Dès le lendemain, nous attaquons de front le grand bazar. Grand, c'est le mot juste puisqu'il est facile de se perdre dans ses nombreuses allées où l'on trouve épices, bijoux, tapis, lampes et autres babioles. Nous remontons ensuite vers les anciens quartiers bourgeois près de l'université et visitons la mosquée Süleymaniye, une des plus belles d'Istanbul, surtout pour la vue imprenable sur la ville à partir de sa cour arrière.


Nous nous réhabituons au muezzin du haut du minaret qui récite cinq fois par jour la prière pour ses fidèles. En Jordanie, nous nous réveillions chaque nuit tellement l'appel était fort. Cette journée se termine par un bon sandwich au poisson sous le pont qui traverse la Corne d'Or. Après une longue journée de 12h, nous rentrons tranquillement à Şişli. Le Couchsurfing, c'est bien pour rencontrer des gens de partout dans le monde et économiser quelques sous, mais bien souvent, il faut quitter l'appartement tôt le matin et rentrer lorsque notre hôte revient du boulot ou de l'école. 


Dans notre cas, ce principe nous oblige à sortir tôt du lit et à profiter de notre passage à Istanbul. Chaque matin, un peu assommés par la fatigue, nous prenons le thé dans la rue, attablés à une petite table basse, et observons le quotidien des gens : les marchands de rues qui hurlent pour vendre leurs cossins, les voitures qui roulent sans s'arrêter et les piétons qui zigzaguent entre elles et les femmes en hijab (burqa et niqab)  qui nous rappellent que nous sommes aux portes du Moyen-Orient.
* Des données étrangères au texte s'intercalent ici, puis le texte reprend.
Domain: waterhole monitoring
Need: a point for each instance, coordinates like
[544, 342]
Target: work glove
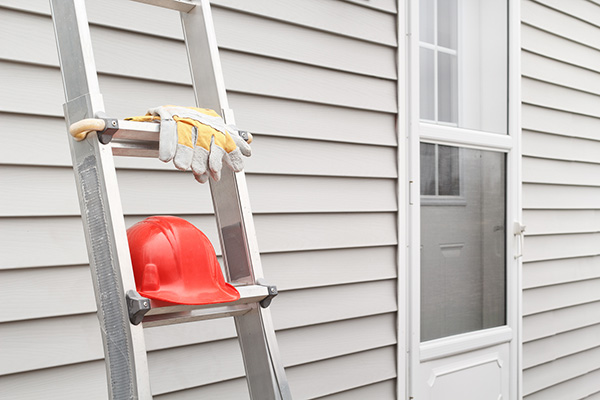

Pour ceux qui n'étaient pas attentifs pendant leur cours de géographie, Istanbul est divisée en deux parties par le détroit du Bosphore. Une partie de la ville est en sol européen et l'autre partie, en sol asiatique. De plus, le côté européen est séparé par la Corne d'Or. Inutile de vous dire que l'eau a joué un rôle majeur dans le développement de cette ville. C'est d'ailleurs pour mieux comprendre ce rôle que dès notre deuxième journée nous prenons un bateau sur le Bosphore vers les îles des Princes. Nous avons alors une meilleure idée des ramifications tentaculaires de cette ville sans fin lorsque nous l'observons du large.

Sur l'île Adalar, nous louons des vélos et entreprenons une randonnée autour de l'île qui se termine par une petite baignade dans la mer de Marmara. Fait inusité : l'île est peuplée de chats errants que la population locale nourrit. Rachel ne peut s'empêcher de lancer quelques morceaux de notre lahmacun (pizza turque) aux chats qui rôdent près de notre table.
En soirée, notre hôte, Mert (il faut prononcer Marrrt), nous amène prendre le thé au pied du pont qui relie l'Europe à l'Asie. Il nous apprend quelques mots turcs et se fout de notre gueule lorsque nous essayons de bien les prononcer. Pas évident d'apprendre cette langue.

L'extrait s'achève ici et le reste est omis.